In article <4c1995e5$0$26118$afc38c87@news.optusnet.com.au>, "Peter Webb" <webbfamily@DIESPAMDIEoptusnet.com.au> wrote:
> > > > It is proof that there is no countable set of all real numbers, since > > any alleged such set is provably and constructably incomplete. > > > > Similarly, it is proof that there is no countable set of all > > constructable numbers, since any alleged such set is provably and > > constructably incomplete. > > I hate to disagree with you, because we are on much the same "side", but > this is not correct. Cantor's proof shows that you cannot form a list of all > Reals. This is not the same as the Reals being uncountable.
If the reals were countable they would be listable, since such a list would be a "counting" of them, so that NOT being listable implies NOT being countable.

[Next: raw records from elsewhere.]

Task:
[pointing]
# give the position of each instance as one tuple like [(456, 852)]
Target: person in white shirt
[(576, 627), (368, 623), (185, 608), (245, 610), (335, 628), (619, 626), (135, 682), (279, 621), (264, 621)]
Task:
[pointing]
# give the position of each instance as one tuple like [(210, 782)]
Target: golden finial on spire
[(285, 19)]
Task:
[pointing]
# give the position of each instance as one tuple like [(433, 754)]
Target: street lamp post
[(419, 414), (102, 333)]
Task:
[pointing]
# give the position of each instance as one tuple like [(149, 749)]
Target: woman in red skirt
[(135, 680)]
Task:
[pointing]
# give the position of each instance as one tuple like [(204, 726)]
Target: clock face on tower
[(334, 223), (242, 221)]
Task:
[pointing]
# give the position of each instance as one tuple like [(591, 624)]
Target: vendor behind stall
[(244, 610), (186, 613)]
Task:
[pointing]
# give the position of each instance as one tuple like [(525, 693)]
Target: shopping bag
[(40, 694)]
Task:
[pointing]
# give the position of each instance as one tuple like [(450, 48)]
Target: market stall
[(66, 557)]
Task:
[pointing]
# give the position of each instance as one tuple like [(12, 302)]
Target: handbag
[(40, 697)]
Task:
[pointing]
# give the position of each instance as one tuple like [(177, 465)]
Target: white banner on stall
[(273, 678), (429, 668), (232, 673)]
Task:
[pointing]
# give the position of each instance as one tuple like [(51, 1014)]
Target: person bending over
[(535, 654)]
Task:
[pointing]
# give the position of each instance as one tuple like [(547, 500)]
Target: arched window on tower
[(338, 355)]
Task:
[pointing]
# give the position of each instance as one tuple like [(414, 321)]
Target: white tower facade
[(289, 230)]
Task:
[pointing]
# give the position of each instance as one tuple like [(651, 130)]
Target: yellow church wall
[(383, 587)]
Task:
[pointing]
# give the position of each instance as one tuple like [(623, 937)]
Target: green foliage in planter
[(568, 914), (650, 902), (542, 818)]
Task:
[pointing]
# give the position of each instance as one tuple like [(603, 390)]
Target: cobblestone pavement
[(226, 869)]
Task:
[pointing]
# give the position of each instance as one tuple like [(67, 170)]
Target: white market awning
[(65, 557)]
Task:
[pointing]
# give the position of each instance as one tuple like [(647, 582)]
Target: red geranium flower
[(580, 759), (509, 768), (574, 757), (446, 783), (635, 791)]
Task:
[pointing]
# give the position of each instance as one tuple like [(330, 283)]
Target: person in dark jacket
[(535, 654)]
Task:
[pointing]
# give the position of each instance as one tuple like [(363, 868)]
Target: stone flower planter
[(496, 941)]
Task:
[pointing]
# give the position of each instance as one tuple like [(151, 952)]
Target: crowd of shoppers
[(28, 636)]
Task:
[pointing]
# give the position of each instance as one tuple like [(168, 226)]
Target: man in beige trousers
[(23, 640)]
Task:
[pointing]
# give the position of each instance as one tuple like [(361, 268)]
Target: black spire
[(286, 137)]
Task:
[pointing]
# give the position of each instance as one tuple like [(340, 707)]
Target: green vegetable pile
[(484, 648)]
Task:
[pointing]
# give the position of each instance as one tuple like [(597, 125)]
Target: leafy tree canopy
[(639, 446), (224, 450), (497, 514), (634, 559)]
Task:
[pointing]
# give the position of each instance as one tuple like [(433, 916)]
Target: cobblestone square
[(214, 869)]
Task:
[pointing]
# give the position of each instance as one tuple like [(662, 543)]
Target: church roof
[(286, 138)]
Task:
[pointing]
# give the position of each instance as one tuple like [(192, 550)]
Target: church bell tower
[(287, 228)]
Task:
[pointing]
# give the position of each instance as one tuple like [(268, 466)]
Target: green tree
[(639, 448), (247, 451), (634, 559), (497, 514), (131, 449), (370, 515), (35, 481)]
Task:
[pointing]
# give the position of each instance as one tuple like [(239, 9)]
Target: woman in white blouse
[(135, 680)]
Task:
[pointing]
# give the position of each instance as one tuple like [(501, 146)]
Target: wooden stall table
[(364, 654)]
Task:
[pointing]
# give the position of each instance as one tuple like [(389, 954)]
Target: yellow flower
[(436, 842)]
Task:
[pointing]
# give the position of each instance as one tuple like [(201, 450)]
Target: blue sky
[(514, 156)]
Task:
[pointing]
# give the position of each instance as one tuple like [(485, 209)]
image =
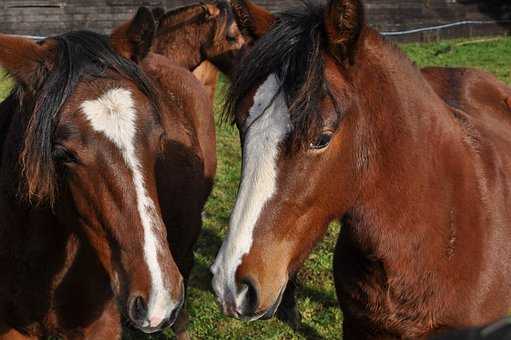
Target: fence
[(405, 20)]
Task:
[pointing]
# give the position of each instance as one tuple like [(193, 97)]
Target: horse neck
[(183, 45), (411, 150)]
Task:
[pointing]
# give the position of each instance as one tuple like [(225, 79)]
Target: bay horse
[(92, 153), (201, 37), (337, 123)]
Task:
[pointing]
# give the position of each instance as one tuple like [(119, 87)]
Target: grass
[(317, 302)]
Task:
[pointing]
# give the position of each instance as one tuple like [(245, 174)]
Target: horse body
[(473, 91), (420, 177), (203, 38), (47, 251)]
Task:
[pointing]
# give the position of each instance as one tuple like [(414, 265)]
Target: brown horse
[(208, 33), (99, 154), (337, 123), (202, 38)]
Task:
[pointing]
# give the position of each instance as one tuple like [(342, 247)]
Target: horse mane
[(292, 51), (77, 55)]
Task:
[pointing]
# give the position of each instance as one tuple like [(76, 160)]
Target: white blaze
[(268, 123), (114, 115)]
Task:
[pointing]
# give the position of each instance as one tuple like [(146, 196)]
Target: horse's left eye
[(63, 155), (322, 141), (231, 39)]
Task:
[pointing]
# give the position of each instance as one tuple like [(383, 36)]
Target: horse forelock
[(77, 54)]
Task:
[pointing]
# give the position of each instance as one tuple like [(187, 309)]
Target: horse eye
[(63, 155), (322, 141), (231, 39)]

An infinite set is defined to bee countable if and only if there is a surjection from the set of natural numbers to that set. When such a function is a bijection, it is commonly called a list.
Since the set of reals is infinite but cannot be listed in this way, it follows that the reals necessarily are NOT countable. > > You can use Cantor's diagonal construction to similarly prove that you > cannot form a list of all computable numbers. However the computable numbers > are in fact countable. You can't simply equate the two concepts; they are > not exactly the same thing.
For infinite sets, listability and countability are equivalent.